Mohenjo-Daro was abandoned. The populations of the other Indus cities and towns also dwindled. While people continued to live in the Indus Valley, Indus civilization fell apart and eventually disappeared.
Scholars do not know exactly why Indus civilization collapsed. They once thought that invaders attacked and overran the cities, but this explanation now seems unlikely.
The Indus Civilization remains an historical enigma [puzzle]. A remarkably uniform [culture] distributed over a vast geographical area utterly disappears without an apparent successor. Cities, writing, the high achievement of their crafts, the use of standardized weights, long distance trade with the Gulf, and their exceptional system of urban sanitation simply disappear from the South Asian social landscape.

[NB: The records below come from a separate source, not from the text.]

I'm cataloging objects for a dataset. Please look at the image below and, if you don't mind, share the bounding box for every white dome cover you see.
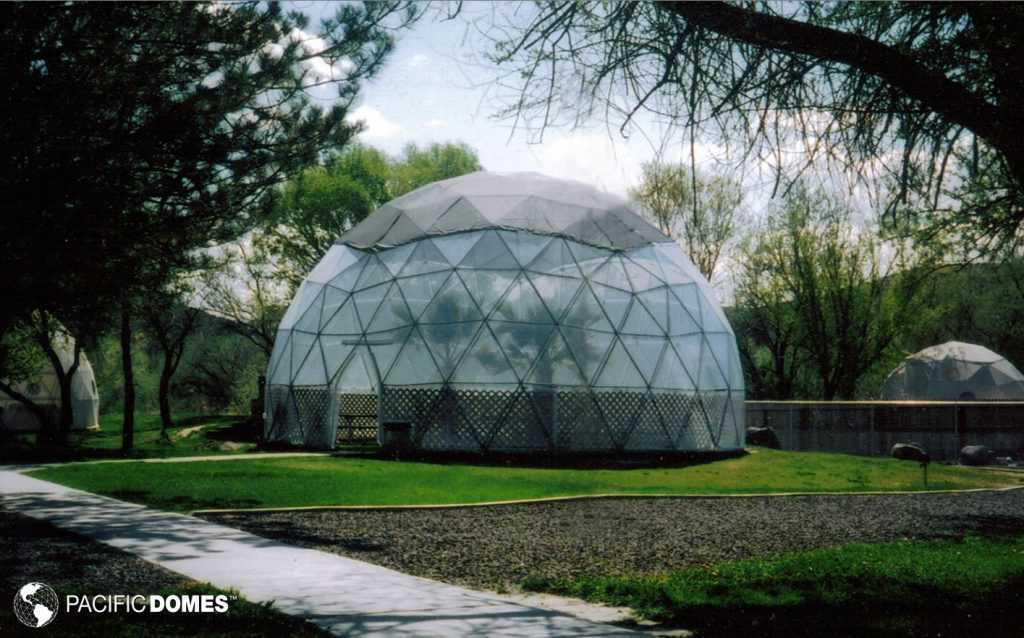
[264,173,745,452]
[0,332,99,431]
[882,341,1024,400]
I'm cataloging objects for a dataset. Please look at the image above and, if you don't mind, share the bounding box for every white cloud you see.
[537,133,640,197]
[345,104,401,139]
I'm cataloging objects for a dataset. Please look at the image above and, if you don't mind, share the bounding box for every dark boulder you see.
[889,443,932,464]
[746,427,782,450]
[961,445,995,465]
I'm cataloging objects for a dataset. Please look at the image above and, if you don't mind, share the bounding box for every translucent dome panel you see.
[267,229,744,451]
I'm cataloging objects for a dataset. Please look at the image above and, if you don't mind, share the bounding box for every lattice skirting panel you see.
[263,385,338,450]
[380,386,742,452]
[337,392,378,445]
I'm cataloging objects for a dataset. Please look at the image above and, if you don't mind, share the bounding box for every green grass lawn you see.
[25,450,1024,511]
[0,413,256,462]
[525,537,1024,637]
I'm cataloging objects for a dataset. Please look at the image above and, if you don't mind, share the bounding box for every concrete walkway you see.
[0,471,638,638]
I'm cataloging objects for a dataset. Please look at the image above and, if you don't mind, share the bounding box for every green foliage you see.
[28,450,1024,510]
[388,142,481,198]
[630,162,743,281]
[253,142,480,292]
[0,1,422,339]
[733,184,929,400]
[489,0,1024,251]
[0,323,50,384]
[524,536,1024,636]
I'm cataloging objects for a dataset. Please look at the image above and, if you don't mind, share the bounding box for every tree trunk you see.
[121,300,135,452]
[160,351,174,440]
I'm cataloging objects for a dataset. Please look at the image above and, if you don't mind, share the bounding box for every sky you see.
[292,0,700,196]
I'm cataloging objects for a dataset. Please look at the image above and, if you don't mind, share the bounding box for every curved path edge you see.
[188,485,1024,516]
[0,471,638,638]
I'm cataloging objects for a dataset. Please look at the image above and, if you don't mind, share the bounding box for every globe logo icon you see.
[14,583,60,629]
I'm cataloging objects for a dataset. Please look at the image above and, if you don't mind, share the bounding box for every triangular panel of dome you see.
[651,335,700,390]
[430,230,483,265]
[427,196,493,235]
[525,331,587,386]
[705,333,742,387]
[627,246,667,282]
[397,270,452,320]
[591,284,633,329]
[637,286,670,333]
[527,266,583,320]
[385,329,444,385]
[292,290,324,332]
[560,326,613,382]
[420,322,483,378]
[594,339,647,388]
[566,242,610,277]
[526,238,582,278]
[321,286,349,329]
[279,282,324,329]
[328,255,370,292]
[292,340,328,385]
[321,297,362,335]
[335,351,377,394]
[458,270,516,314]
[306,245,359,284]
[420,277,483,324]
[618,335,668,384]
[364,328,413,377]
[291,332,316,379]
[355,255,393,290]
[653,244,693,284]
[459,230,519,270]
[669,284,703,329]
[498,230,552,267]
[377,244,416,277]
[452,329,518,384]
[488,320,554,380]
[561,286,612,332]
[266,330,292,385]
[590,256,633,291]
[668,292,700,335]
[400,240,452,277]
[623,258,665,292]
[367,288,416,332]
[494,273,552,324]
[319,335,358,384]
[621,300,665,337]
[696,337,729,390]
[352,284,394,330]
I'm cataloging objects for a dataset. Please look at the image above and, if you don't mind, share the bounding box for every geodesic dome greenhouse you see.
[0,334,99,432]
[882,341,1024,401]
[264,172,745,453]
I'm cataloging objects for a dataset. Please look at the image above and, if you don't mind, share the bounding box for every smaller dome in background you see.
[881,341,1024,401]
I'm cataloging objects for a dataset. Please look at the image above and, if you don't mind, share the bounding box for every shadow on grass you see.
[0,415,257,463]
[103,490,262,512]
[643,598,1024,638]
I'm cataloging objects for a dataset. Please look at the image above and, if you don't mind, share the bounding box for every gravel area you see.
[204,490,1024,590]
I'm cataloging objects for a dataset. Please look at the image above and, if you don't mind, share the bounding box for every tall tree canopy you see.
[483,0,1024,248]
[0,1,420,344]
[253,142,480,290]
[629,162,743,281]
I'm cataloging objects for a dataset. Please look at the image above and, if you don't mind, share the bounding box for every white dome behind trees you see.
[882,341,1024,401]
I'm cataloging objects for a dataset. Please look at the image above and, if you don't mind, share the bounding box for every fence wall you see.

—Carl Lamberg-Karlovsky, archaeologist
Today, scholars think that environmental factors undermined Indus civilization. The lower Indus became subject to severe flooding, which destroyed towns and cities. Over time, rainfall in the area decreased, slowly turning it into the desert it is today. Without adequate rainfall, a civilization that relied on farming could not survive.
Other evidence points to a devastating earthquake or intense drought. Scholars think that some of these events may have worked together to bring an end to Indus civilization. As the ruined cities disappeared, all memory of them faded.
What evidence shows that the Indus civilization included a well-organized government?
During the centuries between 2000 B.C. and 1500 B.C., a new civilization developed after the decline of the Indus civilization. Although there is debate about how this civilization formed, it would shape the subcontinent for centuries to come.
The Vedas were recited for many years before they were written down. This page is from the Rig Veda, or “Knowledge of the Hymns of Praise,” the largest Veda, containing over 1,000 hymns.
A number of the groups that shaped this era spoke Indo-European languages. They intermarried with other groups and eventually called themselves Aryans (noble ones). Through acculturation, or the blending of two or more cultures, these groups formed what would later be known as Vedic civilization in South Asia.
The early Aryans in India built no cities and left no statues or stone seals. Most of what we know about them comes from the Vedas, a collection of hymns, chants, ritual instructions, and other religious teachings.
Aryan priests memorized and recited the Vedas for a thousand years before they ever wrote down these sacred teachings. As a result, the period from 1500 B.C. to 500 B.C. is often called the Vedic Period.
In the Vedas, the Aryans appear as warriors who fought in chariots with bows and arrows. They loved food, drink, music, chariot races, and dice games. These nomadic herders valued cattle, which provided them with food and clothing. Later, when they became settled farmers, families continued to measure their wealth in cows and bulls.